Na cama defronte está em constante serenidade um engenheiro, o dr. Lorenzato. A minha insônia, consequência principalmente da mudança de ritmo de vida porque passo, nada é em comparação com a sua. Mais de duas horas por dia ele não chega a dormir. Porém, não demonstra nenhuma perda física por isso; está sempre atento às coisas e às pessoas; alimenta-se normalmente e normalmente vive as horas de seus dias. O dr. Lorenzato é o meu mais constante companheiro de leituras noturnas, quando nos encontramos apartados na sala da pequena farta biblioteca do nosso setor de cura e ali consumimos o passar lento das horas, lendo, lendo. Ele traz sempre consigo um rádio de pilhas, que escuta com grande atenção em não perturbar os vizinhos. O engenheiro ama em particular a música lírica e em especial aquela de Verdi. Uma vez, conversando com ele, lhe falei de Carlos Gomes e da prima de “O Guaraní”, no Scala de Milão, assistido por Verdi, seu mestre, e do orgulho dos brasileiros por esse encontro criativo. Ele conhecia a ópera e cantarolou a sua abertura lá lá lalariá lá lá lá lá lalariá… Nesse início de noite, são já dez horas e as luzes dos quartos foram definitivamente apagadas depois da última passagem dos enfermeiros com as pílulas para o dia seguinte e os remédios capazes de facilitar o sono de todos aqueles que queriam lutar com a insônia, quando sob a tênue luminosidade que vem do corredor defronte à nossa porta sempre aberta o dr.

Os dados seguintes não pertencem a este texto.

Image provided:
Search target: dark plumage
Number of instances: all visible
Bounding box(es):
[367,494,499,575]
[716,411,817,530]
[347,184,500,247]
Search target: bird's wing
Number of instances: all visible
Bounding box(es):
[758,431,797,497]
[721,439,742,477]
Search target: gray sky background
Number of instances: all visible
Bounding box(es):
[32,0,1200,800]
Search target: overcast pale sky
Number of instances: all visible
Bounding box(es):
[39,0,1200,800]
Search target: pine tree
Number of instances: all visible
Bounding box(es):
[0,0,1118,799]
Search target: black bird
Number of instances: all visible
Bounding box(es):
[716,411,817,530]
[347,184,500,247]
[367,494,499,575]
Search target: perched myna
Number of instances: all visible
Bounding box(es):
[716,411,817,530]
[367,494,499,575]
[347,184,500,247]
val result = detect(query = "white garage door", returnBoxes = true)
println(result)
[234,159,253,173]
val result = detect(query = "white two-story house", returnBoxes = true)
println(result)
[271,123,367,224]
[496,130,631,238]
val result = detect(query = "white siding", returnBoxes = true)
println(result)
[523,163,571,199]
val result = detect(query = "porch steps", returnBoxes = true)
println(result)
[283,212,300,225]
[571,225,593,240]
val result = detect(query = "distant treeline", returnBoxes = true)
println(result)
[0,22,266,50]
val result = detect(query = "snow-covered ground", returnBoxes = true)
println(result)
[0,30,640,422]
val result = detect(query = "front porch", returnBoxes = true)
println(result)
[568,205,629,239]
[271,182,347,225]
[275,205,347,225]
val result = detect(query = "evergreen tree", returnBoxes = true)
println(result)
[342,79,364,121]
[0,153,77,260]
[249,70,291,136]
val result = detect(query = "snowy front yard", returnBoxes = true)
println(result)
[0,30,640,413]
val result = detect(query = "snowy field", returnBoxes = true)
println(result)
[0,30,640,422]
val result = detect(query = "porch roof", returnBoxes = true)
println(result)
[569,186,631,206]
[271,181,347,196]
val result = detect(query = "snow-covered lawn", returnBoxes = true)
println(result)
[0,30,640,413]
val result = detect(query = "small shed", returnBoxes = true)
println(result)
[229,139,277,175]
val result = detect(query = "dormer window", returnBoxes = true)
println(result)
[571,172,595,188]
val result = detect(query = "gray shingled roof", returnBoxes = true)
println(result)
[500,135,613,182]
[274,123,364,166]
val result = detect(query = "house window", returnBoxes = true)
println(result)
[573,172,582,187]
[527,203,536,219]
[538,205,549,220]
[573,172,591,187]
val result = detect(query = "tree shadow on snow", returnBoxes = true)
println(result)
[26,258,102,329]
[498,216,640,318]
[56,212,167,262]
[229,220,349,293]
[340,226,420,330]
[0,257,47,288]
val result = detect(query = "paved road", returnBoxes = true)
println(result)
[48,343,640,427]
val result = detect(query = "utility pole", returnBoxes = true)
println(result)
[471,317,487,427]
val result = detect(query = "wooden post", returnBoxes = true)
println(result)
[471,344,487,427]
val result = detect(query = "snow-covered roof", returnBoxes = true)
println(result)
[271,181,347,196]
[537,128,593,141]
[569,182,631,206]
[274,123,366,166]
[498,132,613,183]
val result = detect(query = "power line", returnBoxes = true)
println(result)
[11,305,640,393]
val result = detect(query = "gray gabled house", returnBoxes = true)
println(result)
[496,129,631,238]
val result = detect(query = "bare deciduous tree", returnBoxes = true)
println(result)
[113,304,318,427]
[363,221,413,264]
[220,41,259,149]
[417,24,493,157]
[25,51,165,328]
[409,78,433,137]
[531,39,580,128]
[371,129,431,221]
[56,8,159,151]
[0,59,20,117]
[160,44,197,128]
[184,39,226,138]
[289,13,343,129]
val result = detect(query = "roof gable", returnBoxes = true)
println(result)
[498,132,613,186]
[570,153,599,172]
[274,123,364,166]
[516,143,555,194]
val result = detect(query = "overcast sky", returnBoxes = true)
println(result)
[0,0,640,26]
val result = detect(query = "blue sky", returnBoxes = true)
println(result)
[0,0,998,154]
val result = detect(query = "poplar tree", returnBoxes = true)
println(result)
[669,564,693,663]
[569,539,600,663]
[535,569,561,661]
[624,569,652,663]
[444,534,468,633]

Lorenzeto sintoniza o espetáculo transmitido pela RadioTre, diretamente do Metropolitan Opera House de Nova Iorque, do “Otelo”, de Verdi. O drama do “moro” e da infeliz Desdêmona ressoa em tom baixo e confortante na penumbra que já então não parece de um hospital, mas de uma sala de música misteriosa que se enche da beleza dramática da arte verdiana e das palavras do libreto de Boito. De quem virá no “Otelo” aquela adesão à estética dramática de Wagner? Será uma mudança verdiana quanto aos seus anteriores e imortais “pezzi chiusi” a favor de uma nova maneira do processo cantado e da composição dramático-musical, ou então tudo se deve ao processo compositivo moderno do texto de Boito? Nem uma coisa, nem outra, me responde na manhã seguinte o meu novo amigo engenheiro, porque Verdi é sempre Verdi.